İnsan hakları savunucusu bağımsız akademisyen Gene A. Bunin, Sincan'da "yeniden eğitim" kamplarında alıkonulan 2 bin kişinin tanıklıklarını bir araya topladı. Bunin geçen yıl toplam 20 kişinin Kazakistan'a gitmesine izin verildiğini, yaklaşık 70 kişinin ise serbest bırakıldığı ancak kendi köylerinin dışına çıkmasına yasak getirildiğini kaydetti.
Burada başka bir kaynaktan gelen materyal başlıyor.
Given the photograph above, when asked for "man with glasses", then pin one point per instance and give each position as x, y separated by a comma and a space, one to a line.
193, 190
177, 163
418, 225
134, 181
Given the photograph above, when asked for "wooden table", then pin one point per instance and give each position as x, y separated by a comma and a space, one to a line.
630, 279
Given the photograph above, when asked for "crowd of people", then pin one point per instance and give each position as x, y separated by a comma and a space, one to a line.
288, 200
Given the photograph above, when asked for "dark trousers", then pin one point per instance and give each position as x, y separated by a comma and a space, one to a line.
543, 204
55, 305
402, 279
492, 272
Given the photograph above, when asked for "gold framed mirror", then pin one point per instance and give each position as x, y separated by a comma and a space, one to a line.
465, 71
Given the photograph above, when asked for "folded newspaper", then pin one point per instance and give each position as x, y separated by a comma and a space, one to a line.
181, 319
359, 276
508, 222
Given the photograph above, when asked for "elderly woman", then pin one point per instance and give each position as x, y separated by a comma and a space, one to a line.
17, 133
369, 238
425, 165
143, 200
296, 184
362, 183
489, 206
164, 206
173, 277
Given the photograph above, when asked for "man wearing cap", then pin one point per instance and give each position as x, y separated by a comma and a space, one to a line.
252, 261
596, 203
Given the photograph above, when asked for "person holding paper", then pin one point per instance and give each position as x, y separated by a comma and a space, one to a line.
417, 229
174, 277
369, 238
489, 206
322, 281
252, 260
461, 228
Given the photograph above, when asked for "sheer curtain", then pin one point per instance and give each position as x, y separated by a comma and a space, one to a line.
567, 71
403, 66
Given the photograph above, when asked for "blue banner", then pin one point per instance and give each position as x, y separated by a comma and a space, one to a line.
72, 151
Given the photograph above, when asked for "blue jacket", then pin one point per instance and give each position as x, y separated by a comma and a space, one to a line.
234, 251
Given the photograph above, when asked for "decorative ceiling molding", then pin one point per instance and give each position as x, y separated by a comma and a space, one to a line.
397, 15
Salıvermelerin eylülden bu yana yer yer görüldüğünü ifade eden Bunin, "Bu daha çok tepkileri önlemeye yönelik bir hamle. Kazakistan'da yakınları olanların endişelerini yatıştırarak iki ülke arasında gerilim yaşanmasını önlemeye çalışıyorlar." dedi.
Bunin şu ana dek serbest bırakılanların Kazak vatandaşları veya Kazakistan'da aileleri olan kişiler olduğuna dikkat çekti.
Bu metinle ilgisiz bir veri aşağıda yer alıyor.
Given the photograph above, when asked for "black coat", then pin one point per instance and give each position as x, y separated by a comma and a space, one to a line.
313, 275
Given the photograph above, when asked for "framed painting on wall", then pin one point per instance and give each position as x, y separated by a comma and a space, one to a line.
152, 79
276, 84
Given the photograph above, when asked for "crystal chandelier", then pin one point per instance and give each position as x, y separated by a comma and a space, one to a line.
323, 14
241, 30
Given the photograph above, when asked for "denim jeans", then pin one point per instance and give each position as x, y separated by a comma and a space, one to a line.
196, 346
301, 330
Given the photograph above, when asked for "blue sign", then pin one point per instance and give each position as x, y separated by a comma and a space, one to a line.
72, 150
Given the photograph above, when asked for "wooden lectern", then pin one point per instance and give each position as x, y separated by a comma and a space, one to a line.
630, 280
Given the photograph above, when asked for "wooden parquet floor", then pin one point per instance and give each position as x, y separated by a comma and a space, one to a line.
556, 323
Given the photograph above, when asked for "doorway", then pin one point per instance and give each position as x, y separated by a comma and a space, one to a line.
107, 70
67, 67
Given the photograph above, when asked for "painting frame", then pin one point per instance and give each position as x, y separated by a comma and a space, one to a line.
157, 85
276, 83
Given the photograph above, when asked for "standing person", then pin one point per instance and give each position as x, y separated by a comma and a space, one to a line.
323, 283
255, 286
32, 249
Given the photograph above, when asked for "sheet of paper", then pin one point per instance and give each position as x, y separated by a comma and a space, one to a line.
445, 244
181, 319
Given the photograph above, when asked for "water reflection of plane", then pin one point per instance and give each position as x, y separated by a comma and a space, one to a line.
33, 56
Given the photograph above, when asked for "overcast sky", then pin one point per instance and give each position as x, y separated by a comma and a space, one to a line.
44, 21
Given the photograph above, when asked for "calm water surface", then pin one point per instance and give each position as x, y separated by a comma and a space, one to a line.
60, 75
Çin'in Sincan Uygur Özerk Bölgesi'nde yerel meclis olarak görev yapan Halk Kongresi, ekim ayında "Sincan Uygur Özerk Bölgesi Aşırıcılıkla Mücadele Düzenlemesi"ni, bölgede mesleki eğitim merkezlerinin kurulmasına izin verilebilecek şekilde revize etmişti.
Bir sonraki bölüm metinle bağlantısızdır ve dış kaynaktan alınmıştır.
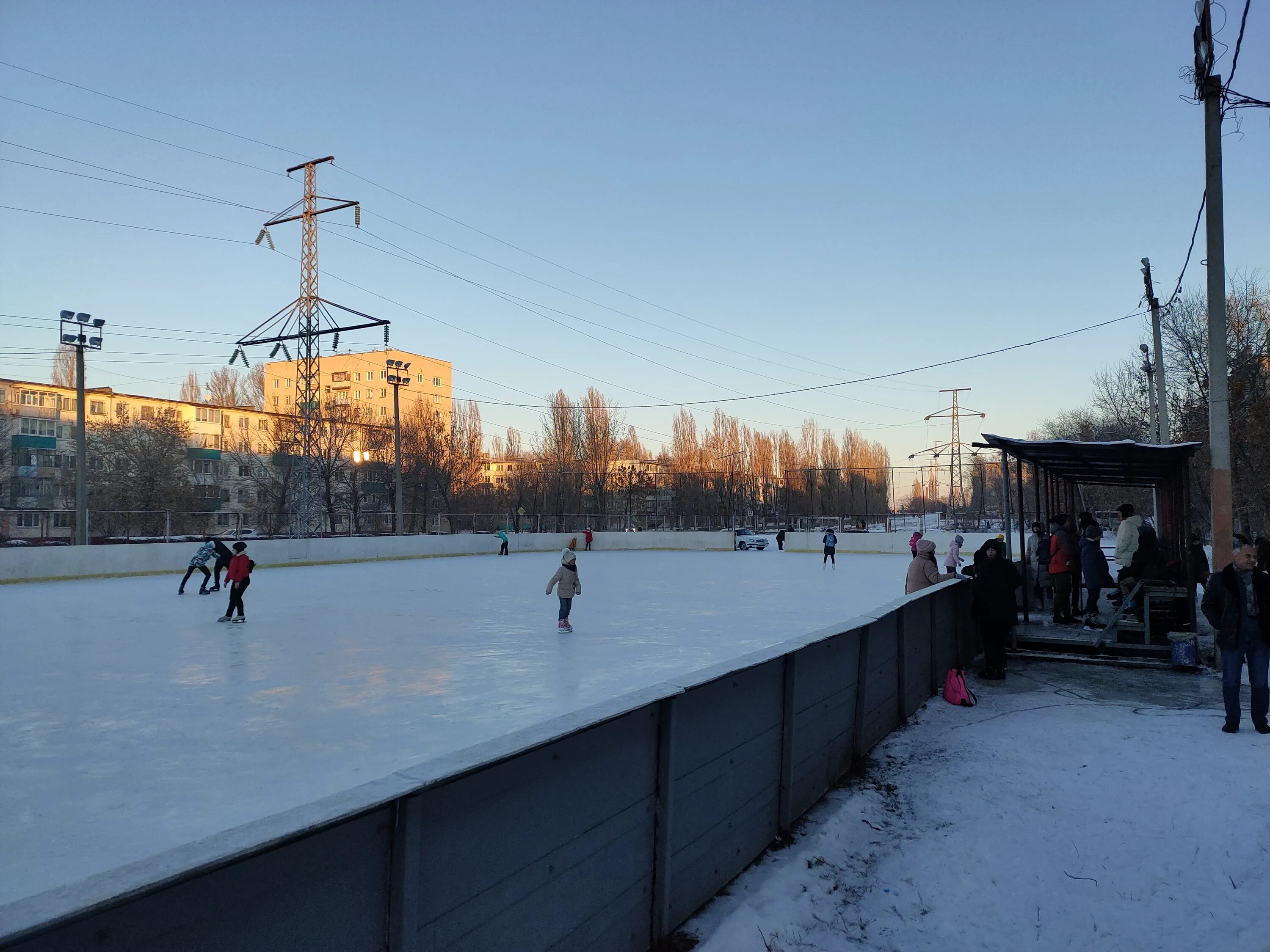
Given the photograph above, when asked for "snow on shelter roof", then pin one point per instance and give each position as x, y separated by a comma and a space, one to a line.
1122, 462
Ülkede tanımı tam olarak yapılmayan "aşırıcılıkla mücadele düzenlemesini" ihlal edenlerin, Terörle Mücadele Kanunu, Kamu Güvenliği İdareleri Ceza Hukuku ve Sincan'ın terörle mücadele düzenlemelerine göre cezalandırılacağı bildirilmişti.
ÇİN'E ULUSLARARASI TEPKİLER
Birleşmiş Milletler (BM) Irk Ayrımcılığının Ortadan Kaldırılması Komitesi'nin (İHOP) Çin'de ayrımcılığa uğrayan topluluklarla ilgili İsviçre'nin Cenevre kentinde ağustosta düzenlediği toplantıya katılan insan hakları kuruluşları, Sincan Uygur Özerk Bölgesi'nde yerel yöneticilerin siyasi olarak sakıncalı tutumlar içinde olduğunu iddia ettiği bireyleri, siyasi eğitim merkezlerinde alıkoyduğunu açıklamıştı.
Örgüt temsilcileri, herhangi bir yargı kararına dayanmadan hürriyetinden alıkonulan kişi sayısının 3 milyonu bulduğunu iddia etmişti.
İnsan Hakları İzleme Örgütü (HRW) ise Çin hükümetinin, ülkenin kuzeybatısındaki Sincan Uygur Özerk Bölgesi'ndeki Müslüman Uygurlara ''sistematik insan hakları ihlallerinde bulunduğunu'’ duyurmuştu.